Real-Time Object Detection, Tracking & Segmentation Pipeline
Investigated the limits of CNN-based detection and tracking under real-world camera conditions — then independently designed a transition from bounding-box tracking to pixel-level segmentation. Started with YOLO + DeepSORT + Kalman filtering for fixed-camera scenarios, identified systematic failure modes in moving-camera settings (ID switching after occlusion, lost small/edge objects), and drove the architectural pivot to transformer-based segmentation (SegFormer, Mask2Former, SAM) to recover scene understanding where tracking broke down.
Overview
Built an end-to-end computer vision pipeline that evolved from CNN-based detection and tracking to transformer-based segmentation — driven by a systematic investigation into where and why standard approaches fail under real-world conditions. This project was a direct continuation of insights from my Glodon internship, where I identified the architectural ceiling of single-stage detection. Here, I pushed further: YOLO + DeepSORT + Kalman filtering for tracking, then a principled pivot to SegFormer, Mask2Former, and SAM when tracking broke down — deployed on AWS (SageMaker, Kubernetes) as a scalable MLOps workflow.
Problem
The system needed to handle two fundamentally different input scenarios:
Fixed-camera video (e.g., surveillance, traffic monitoring): The background is static. YOLO detects objects frame-by-frame, DeepSORT assigns persistent IDs, and the Kalman filter predicts motion trajectories reliably. This works well — the motion model's assumptions hold.
Moving-camera video (e.g., handheld footage, sports broadcasts from the stands): The entire background shifts frame-to-frame. This breaks the core assumptions that Kalman filtering relies on:
- ID switching after occlusion: A person walks behind a pole and re-emerges — DeepSORT assigns a new ID because the motion model can no longer confidently re-associate the track when background motion dominates.
- Small object loss: Objects near frame edges or at distance are detected intermittently, and once a track is lost it rarely recovers.
- Trajectory drift: The Kalman filter's predicted positions diverge from reality when camera ego-motion isn't compensated.
These aren't edge cases — they represent a fundamental limitation of the detection → tracking paradigm when camera motion violates the stationarity assumptions baked into Kalman filtering.
Why It Mattered
At Glodon, I learned where YOLO hits its ceiling on fine-grained, dense targets. Here, I encountered a different ceiling: CNN-based detection is strong, but layering tracking on top only works when the motion model's assumptions hold. Fine-tuning the CNN or tweaking DeepSORT parameters doesn't solve a problem rooted in the paradigm itself.
The question shifted from "how do we make tracking work better?" to "is bounding-box tracking the right abstraction at all?" That reframing is what drove the pivot to segmentation — and it came from independent research motivation, not from being told what to try next.
Approach
Phase 1: Detection + Tracking (Fixed Camera)

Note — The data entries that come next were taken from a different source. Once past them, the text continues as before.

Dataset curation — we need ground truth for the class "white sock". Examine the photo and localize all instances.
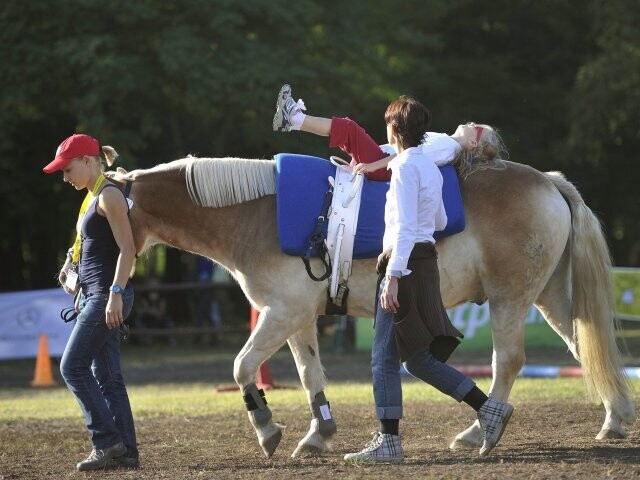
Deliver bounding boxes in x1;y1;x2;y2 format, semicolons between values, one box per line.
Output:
289;110;307;130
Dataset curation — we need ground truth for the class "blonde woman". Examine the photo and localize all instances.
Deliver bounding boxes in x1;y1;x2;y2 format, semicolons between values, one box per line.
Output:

- YOLO (CNN-based detection): Fine-tuned for real-time object detection — building on my Glodon experience with frozen-backbone fine-tuning and domain-specific augmentation.
- DeepSORT + Kalman Filter: Multi-object tracking using appearance embeddings and Kalman-filtered motion prediction for persistent ID assignment across frames.
- Validation: Stable on fixed-camera benchmarks — consistent IDs, smooth trajectories, reliable re-identification after brief occlusions.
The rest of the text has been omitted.